How to merchandise and market on retailers like Home Depot and Lowe’s
blogJune 30, 2021
Great product content will help you stand out from other suppliers
Great product content will help you stand out from other suppliers.
2020 was, among other things, “the year of DIY”. Our homes became offices, schools, restaurants, and playgrounds. And people adapted. Spending on home improvement projects surged. With supply chain issues and increased demand, the price of building materials rose.
In the midst of all this change, stores like Home Depot and Lowe’s were uniquely prepared to respond and adapt. For years, both stores have invested in omnichannel experiences like pickup lockers and geo-fencing (their app senses when people walk into a store and helps consumers locate products autonomously).
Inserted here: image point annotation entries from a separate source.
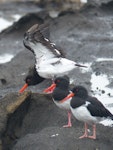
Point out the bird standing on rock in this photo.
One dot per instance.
(60, 89)
(87, 109)
(50, 61)
(31, 79)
This forward-thinking approach helped both Home Depot and Lowe’s deal with the deluge of home improvement and new construction orders:
- Lowe’s reported an 80% rise in sales due to increased online demand in the first quarter of 2020.
- Home Depot noted a nearly 24% bump in the second quarter of 2020, compared to the second quarter of 2019 (National Retail Federation).
As a supplier, how can you best collaborate with stores like Home Depot and Lowe’s to better position and sell your products amidst this boom in demand?
Both Lowe’s and Home Depot work to make the online buying process feel like the in-store experience by increasing the number and quality of product images, validating that product descriptions are precise and consistent across every marketplace, offering 3D images and VR (virtual reality) technology so consumers can visualize what the product might look like in their own home.
for suppliers and distributors, product content is a critical differentiator
You are responsible for any product you sell at these stores, both online and in-person. Product descriptions, photos, PDFs, how-to-videos: both retailers are stringent about offering the correct assets.
6 guiding questions about your product content:
- Does your product description clearly describe the problems the product solves? Does it stand out from other products in the same category?
- Is your company’s web presence up to snuff? Home Depot and Lowe’s merchants will check your website when determining if they will carry your product. Any information you are offering to retailers needs to be up-to-date on your site.
- Are you going beyond the basics with how-to videos and PDF guides?
- Speaking of videos, are you using them to educate store associates? Product videos are shown in break rooms and during team meetings. This educational material can help increase your visibility with in-store associates, thereby increasing sales.
- Do you have 360° images to facilitate VR experiences (if relevant for your products)?
- Consumer reviews: with such a broad product base, reviews are crucial. Are you monitoring and responding to reviews? No reviews yet? The Home Depot Seeds Program can help.
advice for staying on the shelf
- The Home Depot runs regular Business Reviews (BR) with their merchants. With a digital shelf analytics (DSA) tool, your field sales team will have data to explain trends and make data-driven decisions around inventory and merchandising. See the chart below – Of 162 technology leaders surveyed, 69% have DSA in their sights.
- Emphasize your product’s ability to drive sales in adjacent categories. Ex: drills + batteries.
- Provide content (copy and images) that match up with event days (Memorial Day, Father’s Day, Independence Day, Labor Day, and Black Friday). Having your content in the correct formats can be an incentive for getting featured on print flyers during those promotional periods.
- Be an active collaborator in driving sales. Paint companies like Sherwin Williams and Behr’s have social pages that drive sales with other retailers. How are you driving brand awareness and sales on your own turf?